All sorts of ideas, big and little, spin about in “A Black Lady Sketch Show,” but there is a tendency for ordinary things to quickly become extraordinary. A groom (Thede) can say anything but “I do”; language itself breaks down. A bit in which friends drink wine, gossip and play party games is revealed (small spoiler, sorry) to be taking place after the end of the world.

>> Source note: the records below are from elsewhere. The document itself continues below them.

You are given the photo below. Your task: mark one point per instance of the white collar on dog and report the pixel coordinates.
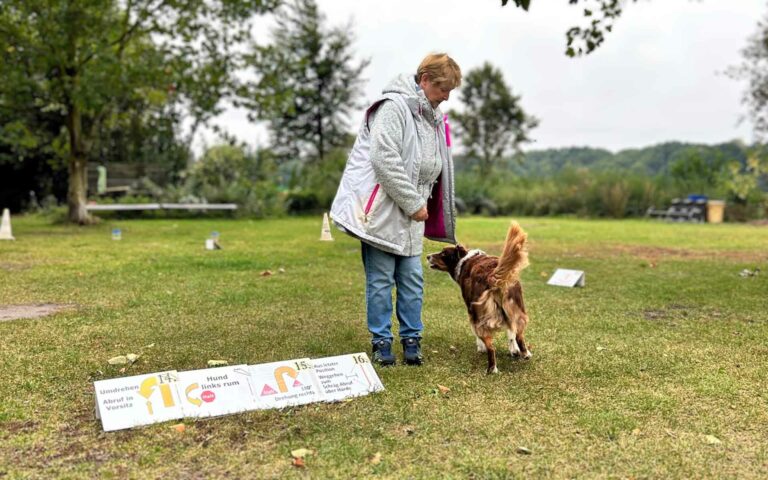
(470, 254)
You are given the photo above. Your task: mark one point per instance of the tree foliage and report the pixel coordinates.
(493, 122)
(581, 40)
(754, 69)
(75, 59)
(308, 82)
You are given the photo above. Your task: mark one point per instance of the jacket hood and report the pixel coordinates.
(405, 85)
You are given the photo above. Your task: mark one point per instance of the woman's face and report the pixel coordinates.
(434, 92)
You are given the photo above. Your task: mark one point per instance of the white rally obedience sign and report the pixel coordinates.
(156, 397)
(567, 278)
(284, 384)
(132, 401)
(216, 391)
(346, 376)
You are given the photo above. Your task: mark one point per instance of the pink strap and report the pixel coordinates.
(447, 131)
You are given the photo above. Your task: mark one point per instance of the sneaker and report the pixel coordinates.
(382, 353)
(412, 351)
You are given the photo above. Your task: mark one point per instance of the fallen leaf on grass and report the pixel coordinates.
(301, 452)
(713, 440)
(118, 360)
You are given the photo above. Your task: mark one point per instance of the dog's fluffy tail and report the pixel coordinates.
(513, 259)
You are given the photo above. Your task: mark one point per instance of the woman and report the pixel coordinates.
(397, 187)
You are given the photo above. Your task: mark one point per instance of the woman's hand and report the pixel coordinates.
(421, 215)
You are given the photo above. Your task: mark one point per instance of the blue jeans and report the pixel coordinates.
(382, 272)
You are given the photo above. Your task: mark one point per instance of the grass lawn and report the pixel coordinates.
(657, 368)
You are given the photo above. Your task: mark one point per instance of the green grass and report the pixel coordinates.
(665, 346)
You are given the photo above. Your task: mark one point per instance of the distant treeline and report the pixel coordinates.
(650, 161)
(596, 182)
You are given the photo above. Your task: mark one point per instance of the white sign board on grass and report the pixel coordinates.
(216, 391)
(285, 384)
(567, 278)
(346, 376)
(139, 400)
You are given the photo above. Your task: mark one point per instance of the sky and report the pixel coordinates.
(659, 76)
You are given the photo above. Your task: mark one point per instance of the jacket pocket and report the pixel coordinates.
(369, 204)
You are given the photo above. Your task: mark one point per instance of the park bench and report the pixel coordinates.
(691, 209)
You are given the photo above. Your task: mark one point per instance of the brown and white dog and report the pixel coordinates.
(492, 291)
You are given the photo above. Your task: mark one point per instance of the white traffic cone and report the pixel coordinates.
(325, 234)
(5, 227)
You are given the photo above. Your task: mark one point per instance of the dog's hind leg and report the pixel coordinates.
(526, 354)
(491, 351)
(478, 341)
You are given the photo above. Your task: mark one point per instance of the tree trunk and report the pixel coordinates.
(78, 175)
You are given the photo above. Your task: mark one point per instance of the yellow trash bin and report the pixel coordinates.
(715, 210)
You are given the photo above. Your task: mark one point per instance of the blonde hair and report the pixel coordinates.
(440, 69)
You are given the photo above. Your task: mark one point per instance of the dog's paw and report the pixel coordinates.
(528, 355)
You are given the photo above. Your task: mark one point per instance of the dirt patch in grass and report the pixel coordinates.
(655, 253)
(14, 312)
(14, 267)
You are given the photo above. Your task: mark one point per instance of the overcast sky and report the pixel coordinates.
(658, 77)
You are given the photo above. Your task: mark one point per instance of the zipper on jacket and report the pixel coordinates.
(370, 200)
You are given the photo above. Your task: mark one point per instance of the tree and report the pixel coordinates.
(308, 83)
(584, 40)
(754, 69)
(73, 57)
(493, 122)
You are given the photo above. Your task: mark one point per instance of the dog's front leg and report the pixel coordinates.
(514, 348)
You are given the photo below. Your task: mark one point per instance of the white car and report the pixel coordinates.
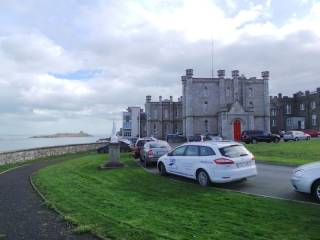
(306, 178)
(218, 162)
(295, 136)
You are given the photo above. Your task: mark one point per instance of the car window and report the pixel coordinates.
(192, 151)
(206, 151)
(234, 151)
(179, 151)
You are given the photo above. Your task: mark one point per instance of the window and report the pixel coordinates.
(206, 126)
(288, 109)
(205, 91)
(250, 92)
(206, 151)
(228, 92)
(205, 107)
(314, 120)
(179, 151)
(192, 151)
(154, 129)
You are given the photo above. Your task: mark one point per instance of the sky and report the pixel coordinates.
(71, 65)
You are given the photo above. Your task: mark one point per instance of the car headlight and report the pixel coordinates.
(298, 173)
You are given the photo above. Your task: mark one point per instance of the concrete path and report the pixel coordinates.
(22, 213)
(271, 181)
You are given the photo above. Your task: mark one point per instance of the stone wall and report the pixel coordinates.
(30, 154)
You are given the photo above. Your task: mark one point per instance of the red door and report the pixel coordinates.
(237, 130)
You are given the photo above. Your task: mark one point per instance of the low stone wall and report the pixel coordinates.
(30, 154)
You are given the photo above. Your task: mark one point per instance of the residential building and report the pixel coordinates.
(301, 111)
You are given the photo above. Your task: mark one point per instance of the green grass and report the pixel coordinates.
(68, 156)
(130, 203)
(287, 152)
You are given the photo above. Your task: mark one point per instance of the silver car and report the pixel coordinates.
(295, 136)
(152, 151)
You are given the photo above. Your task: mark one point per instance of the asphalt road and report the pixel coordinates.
(271, 181)
(23, 214)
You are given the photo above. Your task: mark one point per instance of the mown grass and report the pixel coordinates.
(130, 203)
(68, 156)
(287, 152)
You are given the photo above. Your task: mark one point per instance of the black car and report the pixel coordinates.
(124, 147)
(254, 136)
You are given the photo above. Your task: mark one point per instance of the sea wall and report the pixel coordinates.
(30, 154)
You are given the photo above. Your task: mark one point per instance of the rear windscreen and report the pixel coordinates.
(234, 151)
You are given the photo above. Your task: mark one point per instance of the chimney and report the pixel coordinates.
(265, 75)
(221, 73)
(189, 73)
(235, 73)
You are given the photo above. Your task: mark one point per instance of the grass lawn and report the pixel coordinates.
(130, 203)
(62, 157)
(287, 152)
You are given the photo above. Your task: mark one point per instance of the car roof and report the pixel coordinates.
(218, 144)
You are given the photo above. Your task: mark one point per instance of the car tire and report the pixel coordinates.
(162, 169)
(203, 178)
(316, 190)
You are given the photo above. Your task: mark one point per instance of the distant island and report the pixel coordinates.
(61, 135)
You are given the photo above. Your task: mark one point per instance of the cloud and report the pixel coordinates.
(127, 50)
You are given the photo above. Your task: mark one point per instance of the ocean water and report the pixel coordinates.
(19, 142)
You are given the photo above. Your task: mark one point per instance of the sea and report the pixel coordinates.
(19, 142)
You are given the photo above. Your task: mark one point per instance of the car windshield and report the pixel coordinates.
(234, 151)
(158, 145)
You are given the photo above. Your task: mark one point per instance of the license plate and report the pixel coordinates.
(244, 164)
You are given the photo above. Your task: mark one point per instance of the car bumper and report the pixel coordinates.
(231, 175)
(300, 184)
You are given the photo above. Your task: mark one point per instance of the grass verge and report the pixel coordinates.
(130, 203)
(294, 153)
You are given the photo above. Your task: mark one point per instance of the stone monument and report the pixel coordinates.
(113, 160)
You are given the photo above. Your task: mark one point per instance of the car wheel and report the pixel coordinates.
(316, 190)
(162, 169)
(203, 178)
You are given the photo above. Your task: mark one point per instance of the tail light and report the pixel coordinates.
(150, 153)
(223, 161)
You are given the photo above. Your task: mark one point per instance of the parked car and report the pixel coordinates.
(152, 151)
(295, 136)
(254, 136)
(312, 132)
(139, 144)
(306, 178)
(210, 161)
(176, 138)
(124, 147)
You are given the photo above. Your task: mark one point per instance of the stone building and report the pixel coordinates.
(133, 122)
(163, 117)
(301, 111)
(223, 106)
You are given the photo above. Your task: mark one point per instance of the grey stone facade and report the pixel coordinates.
(301, 111)
(163, 117)
(214, 106)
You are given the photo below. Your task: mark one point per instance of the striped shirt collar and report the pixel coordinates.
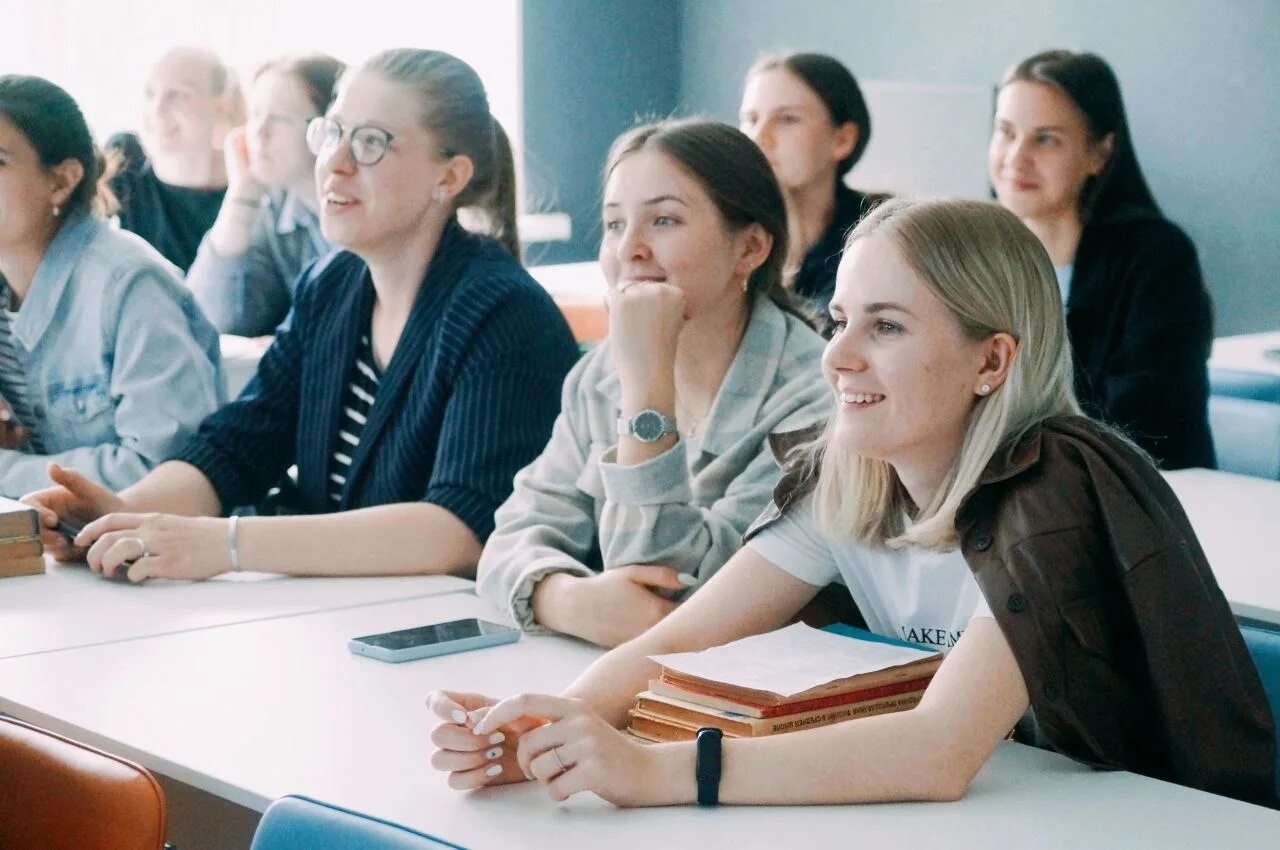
(746, 383)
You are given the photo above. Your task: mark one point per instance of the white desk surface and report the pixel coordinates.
(1248, 352)
(572, 282)
(71, 607)
(1237, 520)
(255, 711)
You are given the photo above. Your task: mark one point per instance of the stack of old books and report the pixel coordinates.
(21, 553)
(787, 680)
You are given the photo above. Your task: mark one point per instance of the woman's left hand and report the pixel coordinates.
(156, 545)
(577, 750)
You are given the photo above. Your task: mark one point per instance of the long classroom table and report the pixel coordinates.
(257, 709)
(69, 607)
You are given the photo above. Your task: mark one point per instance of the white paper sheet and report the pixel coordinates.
(790, 661)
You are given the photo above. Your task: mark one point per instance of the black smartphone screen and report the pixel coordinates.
(434, 634)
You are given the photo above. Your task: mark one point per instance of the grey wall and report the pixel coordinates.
(590, 68)
(1201, 80)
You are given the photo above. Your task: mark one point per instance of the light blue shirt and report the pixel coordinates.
(120, 364)
(251, 293)
(1064, 280)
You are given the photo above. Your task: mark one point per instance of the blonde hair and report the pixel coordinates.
(993, 277)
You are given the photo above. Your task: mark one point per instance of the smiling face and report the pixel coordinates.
(1041, 152)
(376, 209)
(182, 114)
(278, 114)
(903, 369)
(791, 124)
(662, 225)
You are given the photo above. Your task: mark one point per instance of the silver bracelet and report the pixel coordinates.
(232, 549)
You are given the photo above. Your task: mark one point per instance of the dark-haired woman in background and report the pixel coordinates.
(808, 115)
(268, 229)
(1139, 319)
(661, 456)
(417, 371)
(105, 361)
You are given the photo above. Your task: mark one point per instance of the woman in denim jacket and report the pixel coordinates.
(106, 364)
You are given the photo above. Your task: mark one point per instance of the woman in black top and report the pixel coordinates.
(1139, 318)
(419, 370)
(808, 115)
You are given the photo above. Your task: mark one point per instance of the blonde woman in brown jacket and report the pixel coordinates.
(959, 489)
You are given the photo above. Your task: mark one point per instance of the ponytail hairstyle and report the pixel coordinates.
(992, 275)
(736, 177)
(51, 120)
(1089, 83)
(836, 87)
(456, 112)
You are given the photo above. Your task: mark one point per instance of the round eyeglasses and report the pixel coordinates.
(368, 144)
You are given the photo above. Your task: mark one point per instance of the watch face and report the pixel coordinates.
(647, 426)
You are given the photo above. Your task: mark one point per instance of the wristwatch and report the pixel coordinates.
(707, 764)
(647, 426)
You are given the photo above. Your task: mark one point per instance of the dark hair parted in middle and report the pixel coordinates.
(456, 112)
(318, 73)
(54, 124)
(1088, 81)
(835, 86)
(736, 177)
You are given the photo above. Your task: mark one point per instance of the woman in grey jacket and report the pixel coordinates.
(659, 458)
(106, 364)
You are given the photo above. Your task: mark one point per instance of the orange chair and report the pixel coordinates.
(56, 793)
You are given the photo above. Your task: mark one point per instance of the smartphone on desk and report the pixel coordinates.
(437, 639)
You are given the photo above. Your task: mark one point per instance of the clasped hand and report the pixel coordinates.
(554, 740)
(645, 320)
(149, 545)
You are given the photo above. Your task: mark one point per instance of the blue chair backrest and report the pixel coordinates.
(1238, 383)
(302, 823)
(1246, 435)
(1264, 644)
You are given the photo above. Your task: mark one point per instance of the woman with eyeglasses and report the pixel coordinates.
(419, 369)
(268, 229)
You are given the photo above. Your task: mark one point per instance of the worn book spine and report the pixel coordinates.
(768, 699)
(760, 727)
(666, 690)
(13, 548)
(18, 520)
(30, 566)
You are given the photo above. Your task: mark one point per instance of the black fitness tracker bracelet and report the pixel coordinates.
(707, 767)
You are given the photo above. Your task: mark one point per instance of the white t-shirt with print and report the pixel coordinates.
(914, 594)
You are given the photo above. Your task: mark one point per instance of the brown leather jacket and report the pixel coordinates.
(1130, 654)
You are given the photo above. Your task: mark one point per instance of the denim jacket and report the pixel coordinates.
(120, 364)
(251, 293)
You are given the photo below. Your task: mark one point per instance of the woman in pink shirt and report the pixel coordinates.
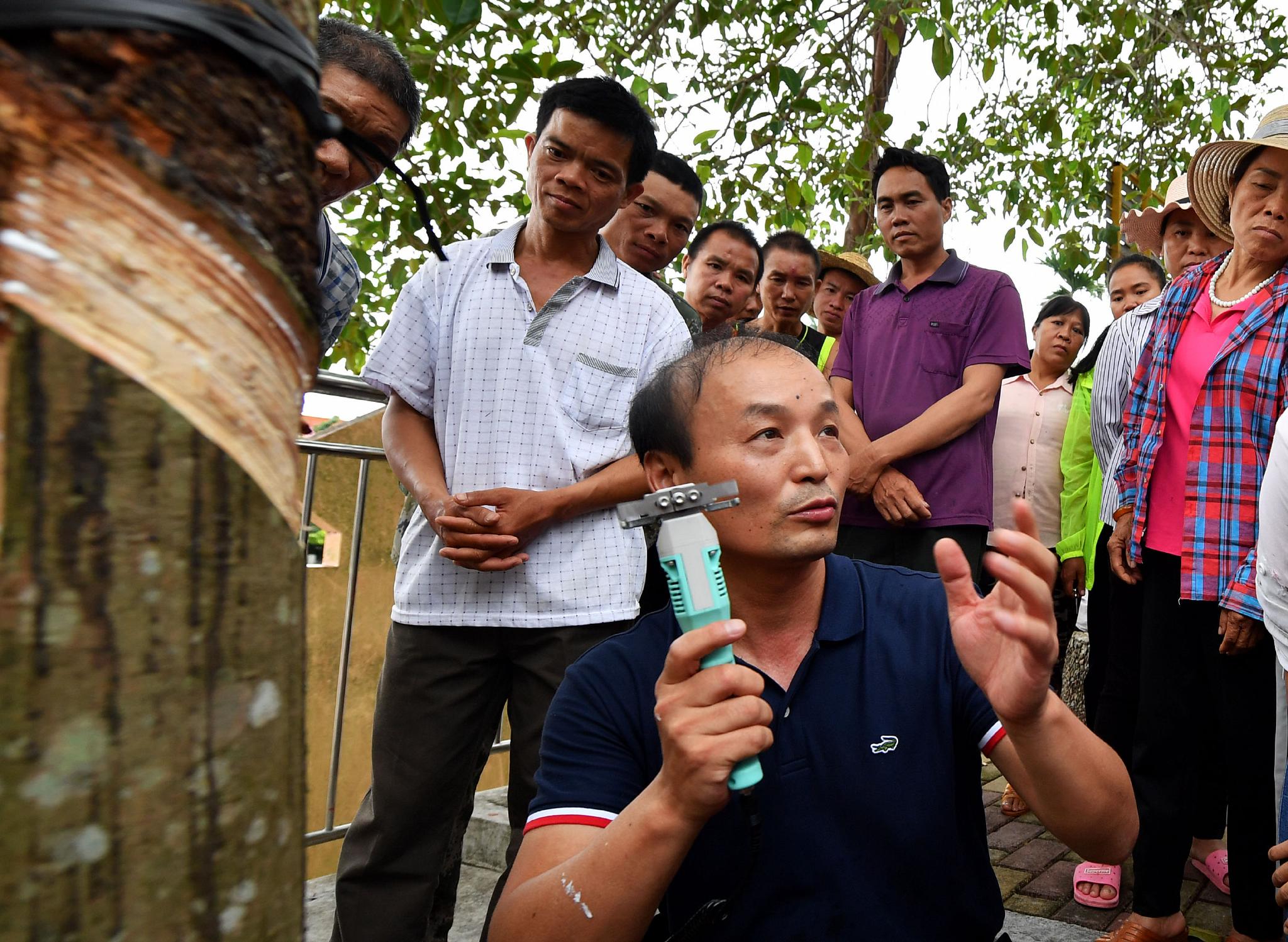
(1032, 411)
(1208, 394)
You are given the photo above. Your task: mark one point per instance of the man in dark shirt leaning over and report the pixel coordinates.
(652, 230)
(866, 690)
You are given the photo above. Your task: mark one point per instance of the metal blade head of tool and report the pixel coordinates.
(677, 502)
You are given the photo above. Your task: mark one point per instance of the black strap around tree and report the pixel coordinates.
(267, 40)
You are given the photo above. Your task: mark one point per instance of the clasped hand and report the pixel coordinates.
(1006, 640)
(487, 530)
(893, 494)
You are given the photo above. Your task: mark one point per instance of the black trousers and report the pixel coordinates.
(1183, 677)
(1114, 616)
(1113, 667)
(911, 546)
(437, 709)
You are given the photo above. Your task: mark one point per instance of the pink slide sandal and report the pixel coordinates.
(1104, 874)
(1215, 868)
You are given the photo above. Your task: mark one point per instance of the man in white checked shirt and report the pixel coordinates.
(511, 369)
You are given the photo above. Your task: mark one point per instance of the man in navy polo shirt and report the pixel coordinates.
(866, 691)
(921, 360)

More modest, but with plenty of sideways charm, is “Sherman’s Showcase,” from “Late Night With Jimmy Fallon” writers Diallo Riddle and Bashir Salahuddin. (With Salahuddin’s brother, Sultan Salahuddin, they also created and appear in the fine new Comedy Central sitcom “South Side.”) The series presents itself as a series of infomercials — hosted variously by executive producer John Legend, Mary J. Blige and Morris Day — flogging a “partially complete 23-DVD boxed set” culled from a long-running Saturday morning dance show in the mold of “Soul Train.” A collection of essentially discrete yet mutually enhancing bits gathered under a fictional umbrella, it also has a wisp of non-chronological narrative surrounding its recurring characters, host Sherman McDaniels (Sala-huddin, in a procession of astonishing jackets) and his not wholly simpatico producer, Dutch Shepherd (Riddle, who acquires an eye patch and military regalia).
While it’s true that some comedy is meant for specific eyes and ears, there is nothing particularly exclusive about “A Black Lady Sketch Show,” “Sherman’s Showcase” or “Alternatino.”